Related URL: http://dx.doi.org/10.1007/s12098-010-0185-z


Objective: To review the current information on trends, burden, differentials, causes, and timing of under five (U5) child deaths in India. Methods:We reviewed and analyzed data on child deaths in India from official government sources, reports, surveys, and from the published literature. The secondary analyses were carried out to provide additional insight. Results: An estimated 1.84 million under 5 child deaths, including approx 1.44 million infant and 940,000 neonatal deaths occurred in India during 2007. More than 60% of these Under 5 child deaths occurred in 5 states: Uttar Pradesh (27.0%), Bihar (11.3%), Madhya Pradesh (9.9%), Rajasthan (8.0%) and Andhra Pradesh (5.7%). Approximately 41% of all Under 5 child deaths happen in the first week of life and the risk of deaths during neonatal period was at least 68 times higher than the rest of childhood. The children living in rural areas, in the central Indian states, in the lowest 20% of wealth index have the highest risk of death in India. The mortality rates in under 5, infant, neonates and early neonatal period in India declined by 43.5%, 31.2%, 32.1%, and 21.6%, respectively, between 1990 to 2007. However, the rate of reduction has slowed in last 4 years (2003-2007), with negative trend in the early neonatal mortality rate. Neonatal conditions (33%), pneumonia (22%) and diarrhea (14%) are the leading causes of under 5 deaths in India. Sepsis, pneumonia (30.4%), birth asphyxia (19.5%), and pre-maturity (16.8%) are the 3 commonest causes of neonatal deaths (0-27 days). Conclusions: The reduction in under 5 child mortality in India during 1990-2007 has been insufficient to attain Millennium Development Goal 4 (MDG4). However, there have been variable declines in early neonatal, neonatal, infant and child mortality.
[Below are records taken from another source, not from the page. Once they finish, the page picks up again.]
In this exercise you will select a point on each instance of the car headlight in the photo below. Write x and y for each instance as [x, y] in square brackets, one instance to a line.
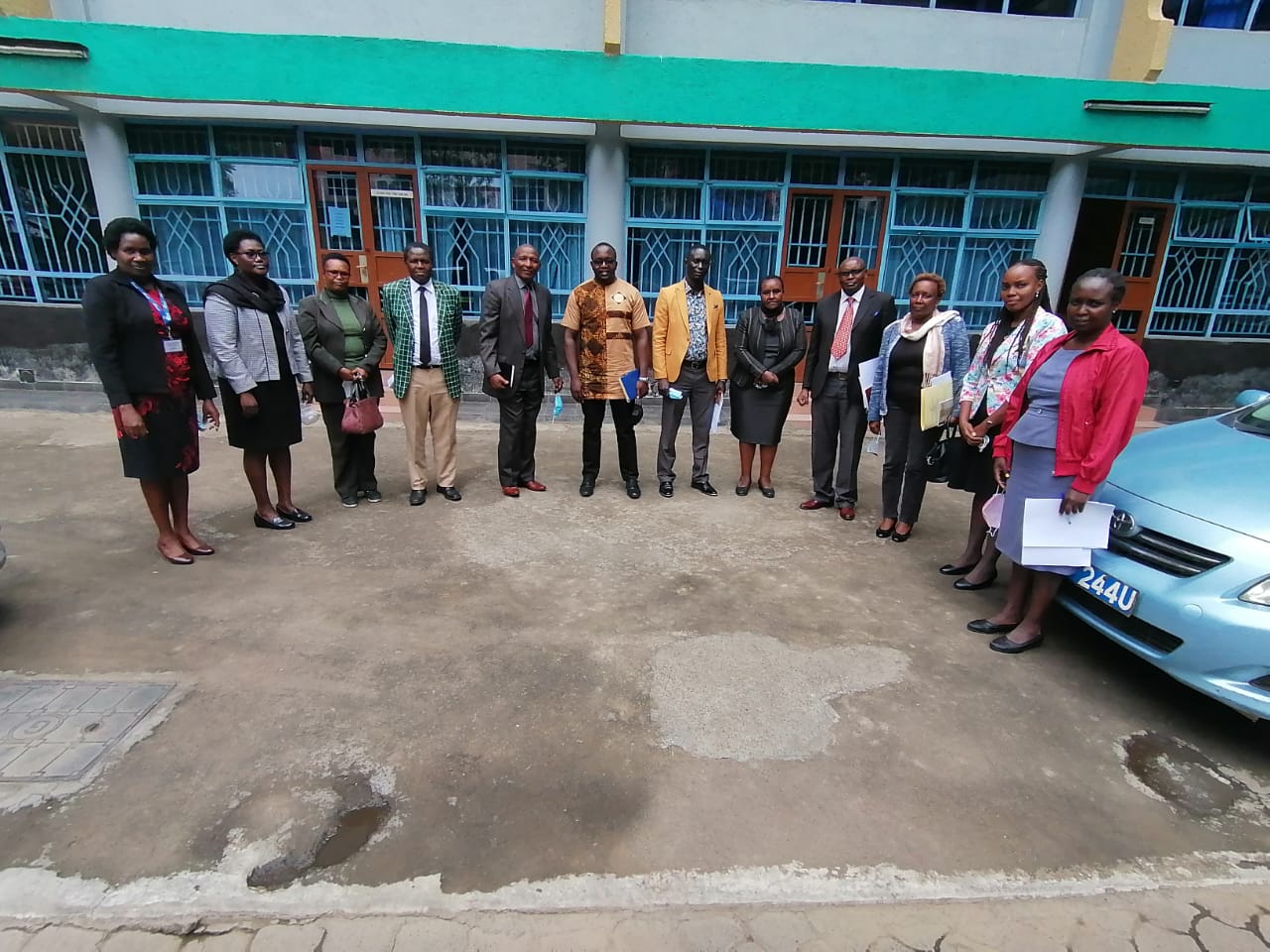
[1259, 594]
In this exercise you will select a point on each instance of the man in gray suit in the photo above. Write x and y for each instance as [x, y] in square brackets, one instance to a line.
[846, 333]
[517, 350]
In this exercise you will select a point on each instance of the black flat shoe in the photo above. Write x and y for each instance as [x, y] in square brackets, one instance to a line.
[982, 626]
[962, 585]
[1014, 648]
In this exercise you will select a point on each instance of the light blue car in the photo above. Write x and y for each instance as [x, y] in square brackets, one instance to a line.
[1185, 583]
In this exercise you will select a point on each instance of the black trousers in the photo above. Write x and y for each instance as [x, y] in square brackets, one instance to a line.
[903, 470]
[518, 426]
[352, 454]
[593, 417]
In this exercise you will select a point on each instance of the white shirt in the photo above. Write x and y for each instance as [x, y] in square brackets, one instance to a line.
[434, 327]
[843, 363]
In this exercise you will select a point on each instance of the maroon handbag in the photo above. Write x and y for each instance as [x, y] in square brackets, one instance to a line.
[361, 412]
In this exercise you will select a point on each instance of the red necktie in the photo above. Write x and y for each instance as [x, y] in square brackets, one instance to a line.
[529, 316]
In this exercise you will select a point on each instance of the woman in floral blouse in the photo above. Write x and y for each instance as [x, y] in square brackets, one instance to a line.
[1007, 345]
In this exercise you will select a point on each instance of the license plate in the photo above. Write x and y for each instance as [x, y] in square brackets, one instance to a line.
[1109, 590]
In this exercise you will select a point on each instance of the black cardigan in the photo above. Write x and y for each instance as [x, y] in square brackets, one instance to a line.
[125, 345]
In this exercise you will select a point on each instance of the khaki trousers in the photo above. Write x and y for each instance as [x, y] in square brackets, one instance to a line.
[427, 404]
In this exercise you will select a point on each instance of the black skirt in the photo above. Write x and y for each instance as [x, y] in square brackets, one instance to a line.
[275, 426]
[969, 467]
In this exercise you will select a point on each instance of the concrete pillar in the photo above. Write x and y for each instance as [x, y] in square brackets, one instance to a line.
[1058, 225]
[606, 190]
[107, 149]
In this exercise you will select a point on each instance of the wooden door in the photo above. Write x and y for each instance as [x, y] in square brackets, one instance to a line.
[1139, 258]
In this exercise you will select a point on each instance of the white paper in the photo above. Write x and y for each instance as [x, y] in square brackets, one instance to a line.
[867, 368]
[1044, 527]
[1058, 557]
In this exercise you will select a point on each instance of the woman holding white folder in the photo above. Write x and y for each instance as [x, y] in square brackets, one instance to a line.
[1069, 419]
[924, 344]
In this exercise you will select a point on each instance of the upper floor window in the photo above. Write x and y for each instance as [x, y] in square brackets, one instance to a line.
[1219, 14]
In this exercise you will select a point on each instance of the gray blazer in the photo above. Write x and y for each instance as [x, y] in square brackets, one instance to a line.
[502, 330]
[241, 344]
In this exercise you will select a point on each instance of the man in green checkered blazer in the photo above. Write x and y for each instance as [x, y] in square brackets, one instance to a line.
[425, 320]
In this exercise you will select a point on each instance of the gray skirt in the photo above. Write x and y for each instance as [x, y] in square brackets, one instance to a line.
[1032, 476]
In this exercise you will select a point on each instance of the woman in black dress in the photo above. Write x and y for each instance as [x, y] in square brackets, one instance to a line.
[770, 343]
[153, 371]
[261, 357]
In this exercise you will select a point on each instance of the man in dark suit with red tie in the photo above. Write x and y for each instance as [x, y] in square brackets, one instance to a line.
[518, 352]
[846, 333]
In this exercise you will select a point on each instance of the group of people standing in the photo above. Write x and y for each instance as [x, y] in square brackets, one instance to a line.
[1042, 411]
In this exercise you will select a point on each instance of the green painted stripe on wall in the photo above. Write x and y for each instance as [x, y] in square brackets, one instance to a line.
[146, 62]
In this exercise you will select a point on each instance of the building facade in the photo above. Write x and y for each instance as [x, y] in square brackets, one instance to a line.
[931, 135]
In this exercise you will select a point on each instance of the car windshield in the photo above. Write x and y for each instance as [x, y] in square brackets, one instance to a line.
[1254, 419]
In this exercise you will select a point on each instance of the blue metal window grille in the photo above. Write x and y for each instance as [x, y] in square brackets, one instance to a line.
[730, 200]
[1219, 14]
[1215, 276]
[483, 198]
[53, 240]
[195, 182]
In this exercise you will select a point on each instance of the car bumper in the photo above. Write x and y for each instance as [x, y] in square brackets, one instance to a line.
[1194, 629]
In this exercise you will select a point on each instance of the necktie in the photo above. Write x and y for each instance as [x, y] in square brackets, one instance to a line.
[529, 316]
[425, 333]
[842, 338]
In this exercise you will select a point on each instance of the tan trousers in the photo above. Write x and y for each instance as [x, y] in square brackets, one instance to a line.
[427, 404]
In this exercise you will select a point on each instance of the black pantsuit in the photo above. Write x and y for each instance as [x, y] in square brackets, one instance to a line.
[593, 417]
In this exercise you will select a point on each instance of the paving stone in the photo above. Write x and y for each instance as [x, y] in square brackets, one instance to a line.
[289, 938]
[431, 934]
[140, 942]
[359, 934]
[1218, 936]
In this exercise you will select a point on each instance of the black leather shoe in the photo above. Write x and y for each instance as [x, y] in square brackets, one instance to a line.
[703, 486]
[962, 585]
[982, 626]
[1015, 648]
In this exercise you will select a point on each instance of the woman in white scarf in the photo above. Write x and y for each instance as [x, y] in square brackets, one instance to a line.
[916, 349]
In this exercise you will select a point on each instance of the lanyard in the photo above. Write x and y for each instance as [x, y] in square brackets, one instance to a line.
[162, 306]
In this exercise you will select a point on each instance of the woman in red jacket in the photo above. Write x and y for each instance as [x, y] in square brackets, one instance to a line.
[1069, 419]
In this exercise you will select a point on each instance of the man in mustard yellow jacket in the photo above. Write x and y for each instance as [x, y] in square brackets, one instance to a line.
[690, 363]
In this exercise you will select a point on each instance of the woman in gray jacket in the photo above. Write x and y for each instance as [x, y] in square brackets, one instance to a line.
[259, 358]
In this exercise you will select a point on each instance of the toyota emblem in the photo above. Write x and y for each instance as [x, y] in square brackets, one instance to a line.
[1123, 525]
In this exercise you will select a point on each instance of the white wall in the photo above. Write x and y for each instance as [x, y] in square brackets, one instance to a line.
[1218, 58]
[562, 24]
[867, 35]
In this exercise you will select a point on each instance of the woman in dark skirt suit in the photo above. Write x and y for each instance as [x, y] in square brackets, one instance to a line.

Despite the well known importance of neonatal survival to attain MDG4, our data suggest the early neonatal mortality rate in India may be increasing in the recent years, which is a cause for serious concern. Achievement of MDG4 in India will require further acceleration in the reduction of the under 5 mortality rate, particularly, in the 5 highest burden states: Uttar Pradesh, Bihar, Madhya Pradesh, Rajasthan and Andhra Pradesh.